In fact, it's partially for this reason the original pool depth was dramatically altered during the renovation of this 1926 California Renaissance Revival building into the current 148-room boutique hotel. What was once a YWCA pool had been a whopping 11 feet deep. (Another remnant of that time became the Proper Basketball Court Suite.) The suite would have had to be staffed by a lifeguard, Lacroix joked, for him to get any sleep at night. Without such a chaperone, however, it was our responsibility to remember that classic pool rule: no running. In this opulent escape, after all, the pool deck was entirely laid with Italian villa–inspired pink and purple marble tile.
The bedroom, behind a heavy door at the end of a hallway off the main space, feels even more secretive. It's a spacious yet cozy sanctuary in serene blues and sunny golds that nudged me into total relaxation mode, especially as I sank, wrapped in a Parachute robe, into the cloudlike bed, fantastically ornate and upholstered in a lovely woven fabric that evokes oceans.
The next morning, we finally emerged from our aquatic hideaway — after a lazy swim with baby, of course, followed by a hot rinse in the two-head double shower enveloped in custom tile. Breakfast downstairs at Caldo Verde, a restaurant as beautiful as the Portuguese-Spanish inflected food it serves, is worth it. I'm careful not to over indulge on the carnitas and sweet potato hash and a decadent pecan sticky bun because yet another swimming pool is beckoning on the rooftop. What this one may lack in size — it's more of a spa pool for soaking — it more than makes up for in truly awesome views of downtown L.A. spread out below.

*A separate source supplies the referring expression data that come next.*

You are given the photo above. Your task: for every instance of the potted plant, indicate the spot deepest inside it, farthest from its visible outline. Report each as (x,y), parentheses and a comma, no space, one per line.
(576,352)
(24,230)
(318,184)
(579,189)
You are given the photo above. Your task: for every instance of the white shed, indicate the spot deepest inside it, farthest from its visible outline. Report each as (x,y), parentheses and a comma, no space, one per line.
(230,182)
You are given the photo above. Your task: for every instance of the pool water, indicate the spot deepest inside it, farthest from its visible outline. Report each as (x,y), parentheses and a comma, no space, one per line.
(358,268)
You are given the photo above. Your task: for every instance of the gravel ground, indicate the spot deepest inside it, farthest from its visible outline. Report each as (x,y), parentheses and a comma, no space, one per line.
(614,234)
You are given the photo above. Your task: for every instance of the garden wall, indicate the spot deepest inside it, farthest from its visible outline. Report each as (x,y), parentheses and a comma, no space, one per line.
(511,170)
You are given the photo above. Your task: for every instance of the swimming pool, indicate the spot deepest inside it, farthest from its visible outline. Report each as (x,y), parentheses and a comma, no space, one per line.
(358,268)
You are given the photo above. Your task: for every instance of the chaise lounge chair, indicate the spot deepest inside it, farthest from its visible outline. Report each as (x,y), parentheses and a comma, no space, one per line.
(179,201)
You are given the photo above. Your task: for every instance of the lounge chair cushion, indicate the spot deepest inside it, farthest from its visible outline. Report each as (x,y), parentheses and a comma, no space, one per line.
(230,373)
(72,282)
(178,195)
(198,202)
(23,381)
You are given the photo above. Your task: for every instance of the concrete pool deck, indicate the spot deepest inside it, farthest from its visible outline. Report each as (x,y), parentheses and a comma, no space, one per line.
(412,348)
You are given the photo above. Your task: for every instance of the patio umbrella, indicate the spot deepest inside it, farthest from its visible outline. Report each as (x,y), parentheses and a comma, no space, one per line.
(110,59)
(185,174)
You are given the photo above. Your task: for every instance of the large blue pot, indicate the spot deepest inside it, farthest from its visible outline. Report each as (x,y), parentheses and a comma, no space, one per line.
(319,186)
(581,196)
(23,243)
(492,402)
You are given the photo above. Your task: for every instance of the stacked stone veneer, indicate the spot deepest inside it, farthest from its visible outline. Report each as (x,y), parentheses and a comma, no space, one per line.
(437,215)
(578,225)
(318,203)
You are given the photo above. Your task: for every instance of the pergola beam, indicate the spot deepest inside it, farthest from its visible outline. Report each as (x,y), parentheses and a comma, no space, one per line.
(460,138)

After a bit, I start to miss our own poolside vintage chairs and little flamingo floaty, so we return. As I take my fifth plunge in 24 hours, I realize this goes well beyond a presidential suite. Those always seem so showy, like a brag about top-floor status, space (though this suite does have plenty, clocking in at 2,777 square feet), and number of bathrooms. This unmarked accommodation, however, boasts not only real personality and character, thanks to Wearstler, but water. And of this I'm sure: The Pool Suite is not just the most unique, but also the most special suite in this city of dreamers.